What does God value most?
Seems a good question for people who believe in God to be asking these days, what with all the national debate about values, politics and the nation's soul.
I realize that the Bible can be manipulated like an encyclopedia of statistics--the interpreter can make it prove up almost anything he wants it to support.
Still, there are deep, rich veins of truth and clear emphasis that cannot be ignored, or so it would seem. The problem is much of the heart of scripture is ignored these days, especially in our national values debate.
Take for example the poetic piece found at Isaiah 58:1-12.
This passage is from the post-exilic period in the history of Israel. Having returned from a long, harsh captivity in Babylon, the nation struggles to get back on its feet and to rebuild its political, economic, social and religious life.
It is obvious from the reading that the people remain highly devout, very religious. They enter into days of fasting, prayer and repentance, as is indicated by the reference to "sack cloth and ashes" (5). These are people who seek God's counsel and desire to be in close contact with God (2).
But their devotion has no good result. For all of their religious activity, God does not come to their aid. God does not respond. God seems to ignore them (3).
At last, God speaks.
"Let me tell you the kind of 'fast' that gets my attention," God says (6).
"Here is the order of worship I'm looking for!"
Pay your laboring class fairly (3b).
Stop your quarrelling and fighting (4).
Loose the bonds of injustice and let the oppressed go free (6).
Share your bread with the hungry (7).
Bring the homeless poor into your house (7).

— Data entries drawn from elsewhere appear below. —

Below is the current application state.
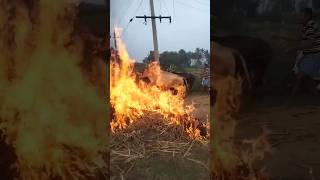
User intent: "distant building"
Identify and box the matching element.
[190,57,207,66]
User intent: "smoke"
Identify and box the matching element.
[0,0,108,180]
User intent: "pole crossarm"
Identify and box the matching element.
[136,15,172,23]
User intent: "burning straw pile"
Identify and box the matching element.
[0,0,108,180]
[110,29,209,177]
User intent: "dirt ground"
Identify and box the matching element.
[236,96,320,180]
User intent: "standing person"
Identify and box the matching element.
[201,64,210,91]
[287,8,320,95]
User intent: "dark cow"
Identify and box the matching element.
[211,35,272,91]
[172,72,195,91]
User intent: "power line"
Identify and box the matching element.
[163,0,170,14]
[119,0,134,24]
[194,0,210,7]
[117,0,144,36]
[177,1,210,12]
[172,0,176,20]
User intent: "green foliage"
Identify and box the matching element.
[143,48,210,69]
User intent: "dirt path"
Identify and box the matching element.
[237,98,320,180]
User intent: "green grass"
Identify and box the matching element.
[184,67,202,92]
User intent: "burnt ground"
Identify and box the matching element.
[236,95,320,180]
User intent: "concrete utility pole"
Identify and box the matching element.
[136,0,171,62]
[150,0,159,62]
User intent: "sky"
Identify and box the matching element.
[109,0,210,62]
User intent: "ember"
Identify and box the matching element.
[110,28,209,139]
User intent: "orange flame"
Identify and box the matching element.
[110,28,208,137]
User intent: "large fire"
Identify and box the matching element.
[0,0,108,180]
[110,28,207,138]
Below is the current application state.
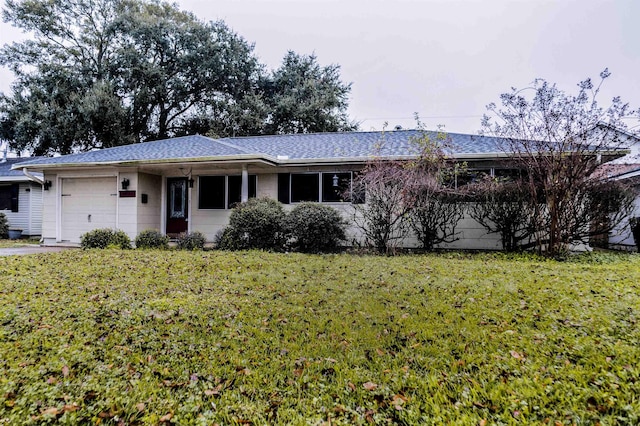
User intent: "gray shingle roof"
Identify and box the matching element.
[222,130,500,160]
[11,130,510,167]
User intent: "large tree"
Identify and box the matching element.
[264,51,358,134]
[0,0,350,155]
[483,70,635,255]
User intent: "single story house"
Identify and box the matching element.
[14,130,628,249]
[0,157,42,237]
[602,138,640,251]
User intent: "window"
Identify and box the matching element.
[278,172,364,204]
[198,175,258,210]
[291,173,320,203]
[0,183,19,212]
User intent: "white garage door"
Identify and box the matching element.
[61,177,118,243]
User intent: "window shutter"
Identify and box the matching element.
[278,173,291,204]
[11,183,20,213]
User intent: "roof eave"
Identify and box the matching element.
[11,154,277,170]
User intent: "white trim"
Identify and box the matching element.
[160,175,167,235]
[241,164,249,206]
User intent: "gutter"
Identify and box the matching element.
[22,167,44,185]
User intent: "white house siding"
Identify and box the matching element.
[58,176,119,243]
[40,169,508,250]
[0,182,42,236]
[42,174,59,244]
[132,173,162,235]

Provide clothing for those who need it (7).
Take care of your family (7).
Meet the needs of those who suffer (10).
These are the things that God values according to Isaiah.
The passage is full of promise. Those who value what God values will receive countless affirmations as they move through life. The promise here is that God will go with those who value what God values. Their cries will not go unheeded. They will be protected, sustained and supported. As some of my friends often tell me, God will "show up" for people like this!
Read the entire passage. You will hear the promise and the resolve.
The concerns of this ancient Hebrew poem are strangely absent from most of our national values debate here in the United States. In my view, we avoid these fundamental values to our own peril as a people.